The study, published recently in the Journal of Pediatric & Adolescent Gynecology, found that a total of 43 percent of participants had a high level of prenatal depressive symptoms. Only 38 percent used condoms, and 35 percent had sex with a high-risk partner, such as intravenous drug users, partners who were HIV positive, had other sexual partners or who had a sexually transmitted disease. A total of 14 percent of study participants had a repeat pregnancy within a year of giving birth.
According to the researchers, the onset of depression hits its peak during childbearing years. It is the most common psychiatric disorder associated with pregnancy, with 10 percent to 20 percent of women experiencing depression during the prenatal or early postpartum periods.
Why risky sexual behavior follows prenatal depression is still the subject of conjecture. Cunningham said it is known that depression can affect self-determination and negotiation skills. “Feelings of worthlessness, decreased self-esteem, and reduced confidence might contribute to some of these risky behaviors,” she said.

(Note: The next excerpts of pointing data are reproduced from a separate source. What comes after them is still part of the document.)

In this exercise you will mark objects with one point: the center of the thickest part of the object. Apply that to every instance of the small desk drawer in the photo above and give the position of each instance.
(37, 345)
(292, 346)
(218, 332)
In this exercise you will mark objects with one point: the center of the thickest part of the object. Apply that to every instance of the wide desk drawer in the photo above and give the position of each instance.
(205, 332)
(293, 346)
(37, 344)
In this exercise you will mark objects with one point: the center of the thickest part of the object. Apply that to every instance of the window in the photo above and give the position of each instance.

The good news is that the linkage between prenatal depression and postpartum risky sexual behavior can be managed and treated. If depressive symptoms are a precursor to risky sexual behavior, pregnancy could be an optimal time to intervene, Cunningham said. Most women get some form of prenatal care, so screening and treating patients for depression could avert future risky sexual behavior. She said it is particularly important to develop a better understanding of the association between depressive symptoms and sexual risky behaviors among minority youth because they are the population at highest risk for sexually transmitted diseases.
Cunningham said experts should discuss the symptoms of this condition with health care providers to make sure help is available. The tools and procedures are already in place to help women with postpartum depression, she said, so “it should be relatively easy to administer these tools earlier so that women can be linked to the appropriate services.”
Reference: “Prenatal Depressive Symptoms and Postpartum Sexual Risk Among Young Urban Women of Color” by S.D. Cunningham, Ph.D.; A. Smith, MPH, MSW; T. Kershaw, Ph.D.; J.B. Lewis, LMFT; A. Cassells, MPH; J.N. Tobin, Ph.D. and J.R. Ickovics, Ph.D., 8 May 2015, Journal of Pediatric & Adolescent Gynecology.